Ces 3 derniers sites concentrent la majorité des hébergements bâtis à proximité des grandes "gares de remontées mécaniques".
Déambulation "à pieds secs" (ascenseur, coursives, galeries...)
Avant de penser, comme cela semble plus en vogue de nos jours, à développer un habitat saisonnier à l'allure de village dans des quartiers de grosses bâtisses et de petits immeubles (Lavachet), parfois en rénovant et en étendant des hameaux historiques (Brévières et Boisses), le modèle d'urbanisme concentrationnaire prévalait. Rien d'étonnant donc à ce qu'on lise ici ou là que l'architecture de ces quartiers d'immeubles (Le Lac et Val Claret) est disgracieuse. Edifiés en 1965 et 1967, à peu de choses près, ils ne sont à la montagne que la réplique au grand air pur des cités urbaines aînées telles que celle des 4000 achevée en 1964 à la Courneuve.

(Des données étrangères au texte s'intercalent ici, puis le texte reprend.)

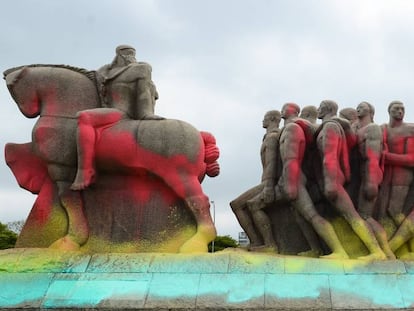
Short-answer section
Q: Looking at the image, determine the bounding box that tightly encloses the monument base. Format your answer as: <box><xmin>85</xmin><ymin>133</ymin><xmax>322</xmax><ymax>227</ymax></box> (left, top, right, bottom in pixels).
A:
<box><xmin>0</xmin><ymin>248</ymin><xmax>414</xmax><ymax>310</ymax></box>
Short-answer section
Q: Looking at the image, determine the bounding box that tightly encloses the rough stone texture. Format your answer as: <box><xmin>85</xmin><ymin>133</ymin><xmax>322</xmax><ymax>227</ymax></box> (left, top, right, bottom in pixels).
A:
<box><xmin>0</xmin><ymin>249</ymin><xmax>414</xmax><ymax>311</ymax></box>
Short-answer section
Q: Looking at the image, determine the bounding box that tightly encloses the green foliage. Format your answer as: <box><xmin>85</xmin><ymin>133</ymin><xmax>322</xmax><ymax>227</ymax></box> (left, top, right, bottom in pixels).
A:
<box><xmin>7</xmin><ymin>219</ymin><xmax>25</xmax><ymax>234</ymax></box>
<box><xmin>0</xmin><ymin>222</ymin><xmax>17</xmax><ymax>249</ymax></box>
<box><xmin>208</xmin><ymin>235</ymin><xmax>238</xmax><ymax>253</ymax></box>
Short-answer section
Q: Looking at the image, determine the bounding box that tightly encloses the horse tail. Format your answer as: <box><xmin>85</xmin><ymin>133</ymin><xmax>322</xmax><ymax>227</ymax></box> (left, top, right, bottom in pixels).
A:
<box><xmin>200</xmin><ymin>132</ymin><xmax>220</xmax><ymax>177</ymax></box>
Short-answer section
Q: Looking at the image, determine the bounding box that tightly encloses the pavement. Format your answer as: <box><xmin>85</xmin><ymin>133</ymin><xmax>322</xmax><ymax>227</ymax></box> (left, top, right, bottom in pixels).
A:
<box><xmin>0</xmin><ymin>248</ymin><xmax>414</xmax><ymax>310</ymax></box>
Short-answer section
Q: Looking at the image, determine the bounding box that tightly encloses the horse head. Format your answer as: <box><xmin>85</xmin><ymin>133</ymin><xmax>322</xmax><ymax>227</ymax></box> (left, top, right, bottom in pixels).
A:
<box><xmin>4</xmin><ymin>64</ymin><xmax>100</xmax><ymax>118</ymax></box>
<box><xmin>3</xmin><ymin>66</ymin><xmax>40</xmax><ymax>118</ymax></box>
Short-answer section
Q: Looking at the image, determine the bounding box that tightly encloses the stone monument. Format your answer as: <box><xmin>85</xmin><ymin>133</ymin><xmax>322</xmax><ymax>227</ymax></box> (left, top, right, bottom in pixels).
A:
<box><xmin>4</xmin><ymin>45</ymin><xmax>219</xmax><ymax>253</ymax></box>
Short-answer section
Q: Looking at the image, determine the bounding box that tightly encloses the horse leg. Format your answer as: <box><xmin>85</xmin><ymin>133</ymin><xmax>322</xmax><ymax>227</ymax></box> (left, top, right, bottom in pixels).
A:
<box><xmin>180</xmin><ymin>192</ymin><xmax>217</xmax><ymax>253</ymax></box>
<box><xmin>49</xmin><ymin>181</ymin><xmax>89</xmax><ymax>250</ymax></box>
<box><xmin>70</xmin><ymin>108</ymin><xmax>123</xmax><ymax>190</ymax></box>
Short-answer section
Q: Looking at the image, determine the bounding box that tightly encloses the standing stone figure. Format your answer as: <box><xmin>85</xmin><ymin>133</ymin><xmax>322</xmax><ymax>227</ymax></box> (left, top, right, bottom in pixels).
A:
<box><xmin>230</xmin><ymin>110</ymin><xmax>280</xmax><ymax>252</ymax></box>
<box><xmin>71</xmin><ymin>45</ymin><xmax>162</xmax><ymax>190</ymax></box>
<box><xmin>379</xmin><ymin>101</ymin><xmax>414</xmax><ymax>252</ymax></box>
<box><xmin>380</xmin><ymin>101</ymin><xmax>414</xmax><ymax>226</ymax></box>
<box><xmin>316</xmin><ymin>100</ymin><xmax>386</xmax><ymax>260</ymax></box>
<box><xmin>299</xmin><ymin>106</ymin><xmax>318</xmax><ymax>125</ymax></box>
<box><xmin>356</xmin><ymin>102</ymin><xmax>395</xmax><ymax>259</ymax></box>
<box><xmin>276</xmin><ymin>103</ymin><xmax>349</xmax><ymax>259</ymax></box>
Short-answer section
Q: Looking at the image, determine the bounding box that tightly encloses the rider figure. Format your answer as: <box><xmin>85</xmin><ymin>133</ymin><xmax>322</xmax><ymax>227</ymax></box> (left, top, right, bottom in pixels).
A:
<box><xmin>71</xmin><ymin>45</ymin><xmax>163</xmax><ymax>190</ymax></box>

Réplique en terme d'architecture certes, mais pas en ce qui concerne la fréquentation sociale : il est peu probable que les habitants des "4000 (logements) de La Courneuve" aient séjourné en masse aux "30 000 (lits) de Tignes"...
Balcons, loggias de bois
Autour d'une organisation des quartiers visant la déambulation "à pieds secs", induisant par conséquent une répartition réfléchie des parkings, des logements, des commerces en galeries et des cheminements d'accès aux remontées mécaniques, quelques concessions décoratives à la montagne se sont imposées et succédées par époques. Offrandes architecturales promues "mode des montagnes", ces concessions décoratives ne sont que de piètres tentatives de rédemption à la défiguration des paysages.
La variété des matériaux et la géométrie des volumes sont les outils essentiels de ces contreparties architecturales de façade.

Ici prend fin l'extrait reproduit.